Was Dr. Centor right about Strep Throat?
Do the Centor criteria hold up to modern research standards?
“My throat hurts,” said every kid at some point in their young lives. If it is your kid with a sore throat, knowing how miserable it can be, you want to do something for them. But what?
Pharyngitis, or inflammation of the pharynx, can be caused by either a virus or a bacteria. The former requires supportive care while the latter needs antibiotics. So, can we differentiate the two?
Dr. Richard Centor was a new internal medicine residency grad who wanted to find out. In 1979 he embarked on a study that would morph the next 45+ years of sore throat management. He studied 286 adults who presented to the Medical College of Virginia emergency department with a sore throat. All throats were swabbed and each subject was asked about their symptoms, as well as signs such as fever over 101, presence of exudate, tonsil swelling, and swollen and tender anterior cervical lymph nodes. They found that if the patient had none of these 4 criteria, it was unlikely to be caused by a bacteria (Group A Streptococcus), but if they had all 4, the probability of a positive culture was 55%. In other words, if all 4 criteria are met, it is on par with a coin flip.

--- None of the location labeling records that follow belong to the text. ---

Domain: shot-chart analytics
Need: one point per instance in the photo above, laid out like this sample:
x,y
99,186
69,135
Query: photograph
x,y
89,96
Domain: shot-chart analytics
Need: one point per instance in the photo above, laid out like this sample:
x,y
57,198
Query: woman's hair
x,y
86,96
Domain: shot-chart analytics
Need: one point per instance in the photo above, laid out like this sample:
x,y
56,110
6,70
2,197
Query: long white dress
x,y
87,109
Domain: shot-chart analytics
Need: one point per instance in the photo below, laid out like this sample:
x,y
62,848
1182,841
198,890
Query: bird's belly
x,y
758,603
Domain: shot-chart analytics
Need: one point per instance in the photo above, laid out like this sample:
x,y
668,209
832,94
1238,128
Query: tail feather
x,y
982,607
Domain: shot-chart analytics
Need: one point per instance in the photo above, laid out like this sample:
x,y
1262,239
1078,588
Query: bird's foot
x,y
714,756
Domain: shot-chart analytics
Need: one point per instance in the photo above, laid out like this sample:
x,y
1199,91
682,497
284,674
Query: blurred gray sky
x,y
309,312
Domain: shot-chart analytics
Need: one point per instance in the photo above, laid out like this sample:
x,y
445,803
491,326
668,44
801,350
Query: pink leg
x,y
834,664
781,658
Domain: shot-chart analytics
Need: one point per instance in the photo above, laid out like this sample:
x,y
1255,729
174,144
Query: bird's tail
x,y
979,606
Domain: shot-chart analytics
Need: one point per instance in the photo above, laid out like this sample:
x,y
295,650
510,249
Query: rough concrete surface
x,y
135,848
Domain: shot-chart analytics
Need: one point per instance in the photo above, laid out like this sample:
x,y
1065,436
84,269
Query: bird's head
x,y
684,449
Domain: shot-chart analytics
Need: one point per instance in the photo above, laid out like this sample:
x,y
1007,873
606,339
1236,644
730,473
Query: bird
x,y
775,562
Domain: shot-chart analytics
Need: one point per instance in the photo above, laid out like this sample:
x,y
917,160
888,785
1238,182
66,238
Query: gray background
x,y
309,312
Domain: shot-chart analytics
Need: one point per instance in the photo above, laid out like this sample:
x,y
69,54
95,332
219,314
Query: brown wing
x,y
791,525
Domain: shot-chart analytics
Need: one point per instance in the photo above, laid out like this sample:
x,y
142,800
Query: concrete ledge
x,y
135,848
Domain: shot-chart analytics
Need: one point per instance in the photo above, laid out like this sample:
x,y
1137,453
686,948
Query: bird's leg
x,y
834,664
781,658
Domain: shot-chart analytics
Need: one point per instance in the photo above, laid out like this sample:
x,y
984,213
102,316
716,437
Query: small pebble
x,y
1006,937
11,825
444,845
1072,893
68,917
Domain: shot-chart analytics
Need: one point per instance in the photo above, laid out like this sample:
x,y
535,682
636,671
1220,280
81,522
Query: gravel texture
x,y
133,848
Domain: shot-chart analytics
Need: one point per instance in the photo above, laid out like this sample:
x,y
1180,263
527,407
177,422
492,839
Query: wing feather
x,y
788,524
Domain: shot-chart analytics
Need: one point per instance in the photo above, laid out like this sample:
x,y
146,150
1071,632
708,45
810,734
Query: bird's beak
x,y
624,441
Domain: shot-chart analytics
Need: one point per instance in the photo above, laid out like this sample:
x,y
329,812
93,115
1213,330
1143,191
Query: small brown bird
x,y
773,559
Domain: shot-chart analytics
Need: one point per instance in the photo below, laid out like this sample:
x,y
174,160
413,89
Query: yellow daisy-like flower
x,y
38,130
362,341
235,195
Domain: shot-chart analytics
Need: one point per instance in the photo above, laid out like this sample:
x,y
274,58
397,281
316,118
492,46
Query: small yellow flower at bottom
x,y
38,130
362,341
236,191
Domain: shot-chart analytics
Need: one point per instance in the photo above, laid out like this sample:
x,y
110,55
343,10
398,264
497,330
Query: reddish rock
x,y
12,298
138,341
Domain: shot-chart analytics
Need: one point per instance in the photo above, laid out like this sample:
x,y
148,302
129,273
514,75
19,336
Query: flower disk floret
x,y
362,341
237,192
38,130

If they’re all negative, then there is a 3/100 chance it is still strep throat (Figure 1).
A large study of CVS minute clinics did find similar results to Dr. Centor’s initial study, but the question is: does it help us decide if antibiotics are needed? In this exceptionally large study, 7% of patients with a Centor Score of 0 still tested positive for Group A Strep. For patients with a score of 1-3, the basket in which most patients fall into that are sick enough to go to the doctor, the test was positive 12 to 38% of the time. And with the highest possible score, only 57% of the samples grew strep, meaning 43% of them were likely viral.
While these studies do have an impressive negative predictive value if all criteria are negative, it strikes me as suspicious that such non-specific criteria common to all infections could somehow be specific to bacterial ones. Since the 1981 publication, many large studies have failed to confirm these results.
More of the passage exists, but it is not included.